If you want privacy, start by being private
Derek Blunt is ranting again...
Alexis de Tocqueville said:
"In a Democracy, the people get the government they deserve."
Maybe the same applies to privacy? People seem to be upset about the so-called lack of privacy these days, or about private information going missing, but I don't notice people being that worried about such matters in their everyday lives.

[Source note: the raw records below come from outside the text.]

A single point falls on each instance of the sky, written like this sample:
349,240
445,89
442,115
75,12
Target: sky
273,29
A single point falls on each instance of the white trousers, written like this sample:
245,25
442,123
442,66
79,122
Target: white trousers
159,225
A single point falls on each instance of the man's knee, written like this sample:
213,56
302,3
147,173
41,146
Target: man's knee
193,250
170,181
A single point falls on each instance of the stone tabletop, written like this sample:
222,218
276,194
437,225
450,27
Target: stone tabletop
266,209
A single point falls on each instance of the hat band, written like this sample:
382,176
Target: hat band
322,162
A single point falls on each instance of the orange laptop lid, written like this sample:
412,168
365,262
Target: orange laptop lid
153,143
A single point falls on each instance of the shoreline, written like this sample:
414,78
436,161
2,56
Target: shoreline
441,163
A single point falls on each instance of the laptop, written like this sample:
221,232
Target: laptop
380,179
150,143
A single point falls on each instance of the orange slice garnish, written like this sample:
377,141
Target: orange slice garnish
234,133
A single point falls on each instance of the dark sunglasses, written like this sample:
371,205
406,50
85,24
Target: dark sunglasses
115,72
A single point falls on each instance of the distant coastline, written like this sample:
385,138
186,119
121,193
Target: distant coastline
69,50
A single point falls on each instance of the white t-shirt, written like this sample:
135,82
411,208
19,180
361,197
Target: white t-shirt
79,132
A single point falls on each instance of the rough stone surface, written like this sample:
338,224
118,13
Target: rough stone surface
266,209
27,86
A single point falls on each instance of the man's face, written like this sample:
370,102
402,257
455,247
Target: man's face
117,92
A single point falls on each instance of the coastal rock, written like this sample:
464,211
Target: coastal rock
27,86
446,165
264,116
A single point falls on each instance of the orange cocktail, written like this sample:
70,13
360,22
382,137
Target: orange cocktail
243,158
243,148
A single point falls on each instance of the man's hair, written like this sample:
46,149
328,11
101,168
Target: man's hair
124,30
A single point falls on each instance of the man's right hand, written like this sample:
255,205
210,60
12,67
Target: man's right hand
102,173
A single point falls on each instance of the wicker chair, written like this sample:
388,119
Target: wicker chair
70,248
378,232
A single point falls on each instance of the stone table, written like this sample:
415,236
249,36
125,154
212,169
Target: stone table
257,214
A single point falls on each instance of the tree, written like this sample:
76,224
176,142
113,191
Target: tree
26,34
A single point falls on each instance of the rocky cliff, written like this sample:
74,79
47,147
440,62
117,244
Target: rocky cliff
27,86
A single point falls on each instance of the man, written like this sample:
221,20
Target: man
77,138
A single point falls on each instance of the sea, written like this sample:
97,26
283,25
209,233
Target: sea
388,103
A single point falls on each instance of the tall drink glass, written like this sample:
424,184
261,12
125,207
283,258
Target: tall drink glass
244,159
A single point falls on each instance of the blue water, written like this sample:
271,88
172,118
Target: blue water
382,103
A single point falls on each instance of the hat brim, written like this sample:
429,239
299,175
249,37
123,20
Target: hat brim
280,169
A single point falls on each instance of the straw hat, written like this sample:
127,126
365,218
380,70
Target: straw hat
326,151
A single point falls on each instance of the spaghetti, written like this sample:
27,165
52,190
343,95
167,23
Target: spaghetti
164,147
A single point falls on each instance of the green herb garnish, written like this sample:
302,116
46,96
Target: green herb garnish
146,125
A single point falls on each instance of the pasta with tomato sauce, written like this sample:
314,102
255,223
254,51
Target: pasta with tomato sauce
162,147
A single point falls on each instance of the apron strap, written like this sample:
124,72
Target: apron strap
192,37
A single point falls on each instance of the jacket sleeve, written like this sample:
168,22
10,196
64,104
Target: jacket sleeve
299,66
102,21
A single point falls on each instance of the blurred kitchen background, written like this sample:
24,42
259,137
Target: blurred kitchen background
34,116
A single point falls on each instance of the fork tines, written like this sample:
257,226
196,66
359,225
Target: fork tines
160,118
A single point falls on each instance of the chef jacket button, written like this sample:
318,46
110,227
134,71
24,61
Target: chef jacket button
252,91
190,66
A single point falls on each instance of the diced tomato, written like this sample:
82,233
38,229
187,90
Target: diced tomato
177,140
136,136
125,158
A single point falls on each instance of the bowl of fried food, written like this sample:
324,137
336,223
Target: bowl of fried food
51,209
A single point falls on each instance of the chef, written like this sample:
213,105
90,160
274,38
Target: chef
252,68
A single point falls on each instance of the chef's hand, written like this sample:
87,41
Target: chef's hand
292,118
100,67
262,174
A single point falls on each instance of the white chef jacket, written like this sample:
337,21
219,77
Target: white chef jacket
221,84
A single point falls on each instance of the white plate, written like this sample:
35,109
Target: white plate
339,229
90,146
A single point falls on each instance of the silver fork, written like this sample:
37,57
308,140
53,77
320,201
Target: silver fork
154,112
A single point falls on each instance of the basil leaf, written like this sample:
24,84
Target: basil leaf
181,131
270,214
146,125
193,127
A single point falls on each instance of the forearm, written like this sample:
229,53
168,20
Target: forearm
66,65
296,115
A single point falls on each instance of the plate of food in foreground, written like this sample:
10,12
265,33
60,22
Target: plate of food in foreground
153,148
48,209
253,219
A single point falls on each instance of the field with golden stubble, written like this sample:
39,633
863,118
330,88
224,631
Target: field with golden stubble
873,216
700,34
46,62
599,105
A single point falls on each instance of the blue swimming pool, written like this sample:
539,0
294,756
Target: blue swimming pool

In a (definitely not) highly scientific survey I witnessed the following on a recent train journey in which the carriage was packed (that is to say, there was a large audience):
- Someone yawned, and treated us all to a first class view of his tonsils.
- Someone was discussing his company's business plan with his business partner on his phone at the top of his voice.

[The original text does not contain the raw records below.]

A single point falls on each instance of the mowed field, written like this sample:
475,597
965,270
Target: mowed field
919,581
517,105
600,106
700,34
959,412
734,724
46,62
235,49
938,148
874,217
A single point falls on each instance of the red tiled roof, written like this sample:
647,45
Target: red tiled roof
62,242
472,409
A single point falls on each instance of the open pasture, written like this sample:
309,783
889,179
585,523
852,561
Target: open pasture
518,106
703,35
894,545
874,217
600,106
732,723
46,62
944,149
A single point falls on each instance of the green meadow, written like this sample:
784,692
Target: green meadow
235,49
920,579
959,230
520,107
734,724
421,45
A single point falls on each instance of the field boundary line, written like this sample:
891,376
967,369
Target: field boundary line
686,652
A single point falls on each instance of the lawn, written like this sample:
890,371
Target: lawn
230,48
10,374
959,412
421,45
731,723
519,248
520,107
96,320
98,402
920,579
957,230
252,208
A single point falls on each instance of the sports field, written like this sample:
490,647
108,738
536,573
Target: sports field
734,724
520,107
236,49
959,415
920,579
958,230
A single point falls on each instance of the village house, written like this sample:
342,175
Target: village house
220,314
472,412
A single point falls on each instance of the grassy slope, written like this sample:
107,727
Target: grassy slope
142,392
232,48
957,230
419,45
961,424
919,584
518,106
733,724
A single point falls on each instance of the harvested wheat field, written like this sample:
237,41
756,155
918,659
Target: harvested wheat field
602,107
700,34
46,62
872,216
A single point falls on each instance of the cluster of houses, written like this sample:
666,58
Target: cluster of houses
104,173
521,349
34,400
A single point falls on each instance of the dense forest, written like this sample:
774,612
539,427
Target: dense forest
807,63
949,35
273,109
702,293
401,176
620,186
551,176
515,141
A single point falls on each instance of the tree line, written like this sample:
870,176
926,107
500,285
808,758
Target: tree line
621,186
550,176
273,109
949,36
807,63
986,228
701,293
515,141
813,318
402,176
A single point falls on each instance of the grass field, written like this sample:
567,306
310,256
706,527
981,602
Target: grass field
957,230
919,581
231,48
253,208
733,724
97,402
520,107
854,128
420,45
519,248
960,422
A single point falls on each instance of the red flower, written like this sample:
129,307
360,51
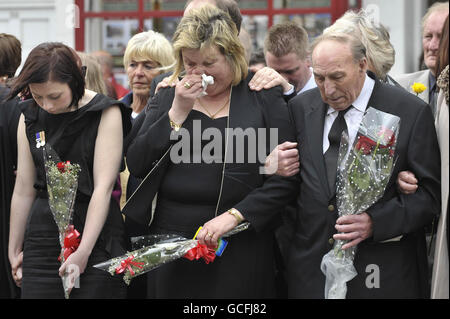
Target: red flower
365,144
387,136
62,166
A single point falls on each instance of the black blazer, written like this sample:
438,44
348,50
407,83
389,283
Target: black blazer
400,263
258,197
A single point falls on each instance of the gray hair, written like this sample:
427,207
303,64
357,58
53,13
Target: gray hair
436,7
357,48
379,50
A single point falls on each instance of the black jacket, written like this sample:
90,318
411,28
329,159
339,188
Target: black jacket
400,263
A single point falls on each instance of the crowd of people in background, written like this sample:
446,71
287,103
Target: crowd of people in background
130,186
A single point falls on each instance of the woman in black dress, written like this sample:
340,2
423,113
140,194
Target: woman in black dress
188,150
82,127
10,59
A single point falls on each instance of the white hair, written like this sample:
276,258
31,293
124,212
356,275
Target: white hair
379,50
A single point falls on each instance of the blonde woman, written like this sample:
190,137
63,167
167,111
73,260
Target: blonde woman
94,76
217,192
147,55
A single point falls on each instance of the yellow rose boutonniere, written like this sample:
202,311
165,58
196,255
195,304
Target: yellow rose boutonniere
418,88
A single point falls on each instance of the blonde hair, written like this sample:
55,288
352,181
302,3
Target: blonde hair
208,27
149,46
379,50
436,7
94,76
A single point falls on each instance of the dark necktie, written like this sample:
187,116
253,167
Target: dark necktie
433,99
332,153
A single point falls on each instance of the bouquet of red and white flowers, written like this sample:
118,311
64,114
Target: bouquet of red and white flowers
364,171
62,184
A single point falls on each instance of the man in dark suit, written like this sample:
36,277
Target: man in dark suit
391,255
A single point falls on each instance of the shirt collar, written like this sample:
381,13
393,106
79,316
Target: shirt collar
363,98
311,84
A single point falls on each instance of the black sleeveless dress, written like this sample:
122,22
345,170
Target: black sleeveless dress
72,135
187,198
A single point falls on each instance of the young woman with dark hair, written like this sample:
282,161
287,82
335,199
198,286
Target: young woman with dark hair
83,127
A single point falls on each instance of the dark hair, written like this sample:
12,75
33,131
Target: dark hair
51,61
10,54
257,57
442,59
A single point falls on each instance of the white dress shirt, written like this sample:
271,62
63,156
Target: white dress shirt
311,84
353,117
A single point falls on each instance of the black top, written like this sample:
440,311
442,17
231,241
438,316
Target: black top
9,119
72,135
194,182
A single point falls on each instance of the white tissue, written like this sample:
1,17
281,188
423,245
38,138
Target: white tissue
206,80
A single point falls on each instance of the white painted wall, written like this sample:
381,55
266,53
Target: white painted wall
37,21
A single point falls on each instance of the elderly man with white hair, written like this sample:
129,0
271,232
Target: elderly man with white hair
432,24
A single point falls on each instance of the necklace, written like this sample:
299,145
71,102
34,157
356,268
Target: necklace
213,116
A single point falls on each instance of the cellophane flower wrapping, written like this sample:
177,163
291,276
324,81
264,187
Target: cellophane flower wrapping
363,173
62,184
153,251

- Someone else was making her personal arrangements at the top of her voice.
- Someone else let his friend -- and all of us -- know exactly what he told his boss to do with his job.
- Someone else spent the entire journey putting her make-up on.
- Someone else picked his nose without bothering with such niceties as a tissue.
Was I just unlucky in my choice of fellow travellers? Or does all this signify a deeper malaise in our society, characterised by an absence of any sense of what is appropriate behaviour in public?
If enough 'ordinary' people don't care about maintaining their privacy and a sense of decorum, why should any government?
Derek Blunt: Blunt by name, blunt by nature.